Wiley’s departure left a vacancy in the superintendent’s position. In late September, John Shaw was appointed the interim superintendent of the DPW. As of Jan. 1, he was appointed to the position on a permanent basis.
Shaw has worked for the DPW and the Municipal Utilities Authority (MUA) for 34 years.
From interim to permanent superintendent
After the scandal, the department was in need of restructuring. Shaw’s experience with the DPW proved to be an asset.
“He is a strong manager who understands how to maximize his employees’ productivity and has a deep knowledge of the Department of Public Works’ operations and functions,” said township spokesperson Phil Swibinski. “John Shaw took the reins of one of North Bergen’s most important departments during a difficult time in its history and has done an amazing job reorganizing the work force and instilling a culture of responsibility and ethics, while also maintaining township services.”
As interim, Shaw’s role was “to observe the functions of the department, evaluate them and report back to Commissioner [Frank] Gargiulo with recommendations.”
In late October, Hurricane Sandy left a trail of damage throughout the township. Shaw sprang into action a mere month into his position.
“Now overtime is being distributed more fairly and morale has improved considerably.” – DPW Superintendent John Shaw
Shaw’s work led the township to appoint him as the permanent superintendent.

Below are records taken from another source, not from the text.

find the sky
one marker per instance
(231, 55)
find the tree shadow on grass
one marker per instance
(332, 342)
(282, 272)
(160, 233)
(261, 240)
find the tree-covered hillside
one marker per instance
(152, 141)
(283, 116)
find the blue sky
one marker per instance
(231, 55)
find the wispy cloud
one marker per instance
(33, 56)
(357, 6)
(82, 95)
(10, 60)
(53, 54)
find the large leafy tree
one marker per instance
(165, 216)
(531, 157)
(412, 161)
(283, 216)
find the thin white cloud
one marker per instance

“After displaying all the qualities necessary to excel as superintendent during the fall, John was appointed the permanent DPW superintendent effective Jan. 1,” said Swibinski.
When Shaw became the DPW superintendent, he relinquished his position with the MUA as superintendent of sanitation. He will keep his part-time job with the MUA as recycling coordinator, which he has done for the last 25 years.

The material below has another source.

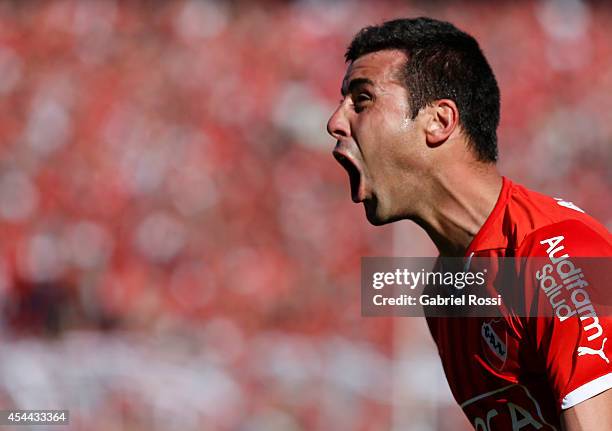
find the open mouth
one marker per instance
(357, 194)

“I don’t foresee any problems balancing the positions, as I have a high level of experience at both, and excellent teams to delegate tasks to,” said Shaw.
There was no additional salary when he became interim superintendent of the DPW. His previous $112,000 annual salary as MUA sanitation supervisor and recycling coordinator increased to $125,000 when he became the permanent DPW head.
Restructuring the DPW
Shaw began his new job by implementing several changes.

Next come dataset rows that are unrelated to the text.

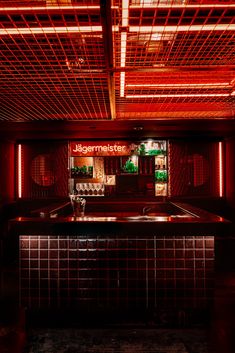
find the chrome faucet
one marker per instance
(146, 209)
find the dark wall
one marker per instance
(44, 169)
(230, 174)
(7, 171)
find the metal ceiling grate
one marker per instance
(150, 59)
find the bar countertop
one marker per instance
(190, 221)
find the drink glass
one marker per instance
(78, 205)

“After being named interim superintendent, I began to institute a reorganization and reform plan that I think has had excellent results in improving employee morale and accountability and maintaining a high level of service to residents,” said Shaw. “I made a number of changes to the department that I believe have been beneficial, including trimming overtime, changing work schedules and shifting some office personnel to increase efficiency, and putting in a time clock to make sure employee hours are recorded honestly and fairly. Now overtime is being distributed more fairly and morale has improved considerably.”
“John is doing an excellent job and has already had a great impact on restoring employee morale and re-energizing this department,” said Commissioner Gargiulo in a press release.
“John Shaw is doing a fantastic job as our new DPW Superintendent and I have the utmost confidence in him moving forward,” said Mayor Nicholas Sacco. “He has improved the culture of the department by making it more professional and creating greater accountability and has maintained the excellent snow removal, street sweeping, and the myriad of other important services the DPW provides at a high level.”
Shaw is looking forward to making the DPW even better.
“Of course, I would have liked to be appointed under different circumstances, but you have to play the hand you are dealt, and I am very happy in my new role,” said Shaw. “I want to thank Mayor Nick Sacco and Commissioner Frank Gargiulo for their confidence in my abilities.”
Troubled past not relevant
Shaw did have his own run-in with the law. He was arrested in 1979, at the age of 27, for bookmaking. He pleaded guilty and served three months on a work-release sentence. According to local officials, since his time served, he has maintained a clean record.
“John Shaw’s past legal problems are not relevant to his current employment and were not being considered in his hiring,” said Swibinski. “He has had an exemplary, spotless record for nearly the past 35 years and is a model employee.”
Shaw has been active within the community, volunteering as a youth recreation coach for nearly 20 years. His wife Ruth is an elected member of the Board of Education.